Professional Career: Shinners started his professional career in 1920 with the American Association Indianapolis Indians, playing for them two years. In 1921 he fairly blazed in the league, batting .346 and stealing 52 bases in 164 games with Indianapolis, more than any other player in organized baseball was credited with. He also hit 50 doubles, 26 triples, and 13 home runs for a .552 slugging percentage. Late in the year, New York Giants’ manager John McGraw obtained Shinners, sending to the Indians in return for him outfielders Eddie Brown and Vern Spencer, two other players to be named later, and $25,000 in cash.

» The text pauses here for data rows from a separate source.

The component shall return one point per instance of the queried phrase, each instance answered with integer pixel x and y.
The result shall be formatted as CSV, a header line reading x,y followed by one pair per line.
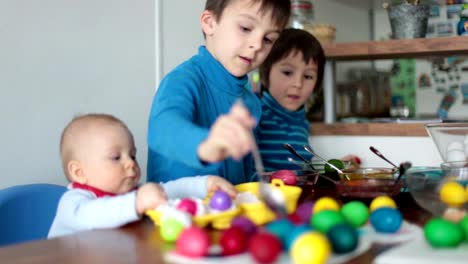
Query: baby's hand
x,y
149,196
215,183
230,136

Shinners played briefly for the Giants in part of two seasons, being a member of two World Series champion teams in 1922 and 1923, though he did not play in the Series. At the end of the 1924 season, he was sent by the Giants to Double-A Toledo Mud Hens in exchange for outfielder Lee King.

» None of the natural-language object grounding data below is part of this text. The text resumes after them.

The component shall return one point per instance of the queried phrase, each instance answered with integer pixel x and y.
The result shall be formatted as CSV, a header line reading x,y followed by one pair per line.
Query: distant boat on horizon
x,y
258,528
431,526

In 1924 Shinners hit .300 in 148 games for Toledo, before joining the Cardinals in 1925 for his last major league season. In St. Louis, he posted a .295 average with seven home runs and 36 runs batted in in 74 games, while serving as a backup for outfielders Ray Blades, Chick Blades, Chick Hafey, and Heinie Mueller.
In a three-year major league career, Shinners hit .276 (110-for-399) with 14 doubles, four triples, seven homers and 11 stolen bases in 74 games, driving in 51 runs while scoring 60 times.
Again in the minors, Shinners collected averages of .350 (1928), .337 (1929) and .310 (1930), retiring after the 1931 season. He connected 1294 hits in 4189 at-bats (.309) in 1152 minor league games.
Shinners also managed the Kenosha Comets of the All-American Girls Professional Baseball League during the 1947 season. He then moved to Milwaukee, Wisconsin, where he died at the age of 66.
Acknowledgment: Twenty six years after his death, Shinners became part of the AAGPBL permanent display at the Baseball Hall of Fame and Museum at Cooperstown, New York, which opened in 1988, and which is dedicated to the entire league rather than any individual.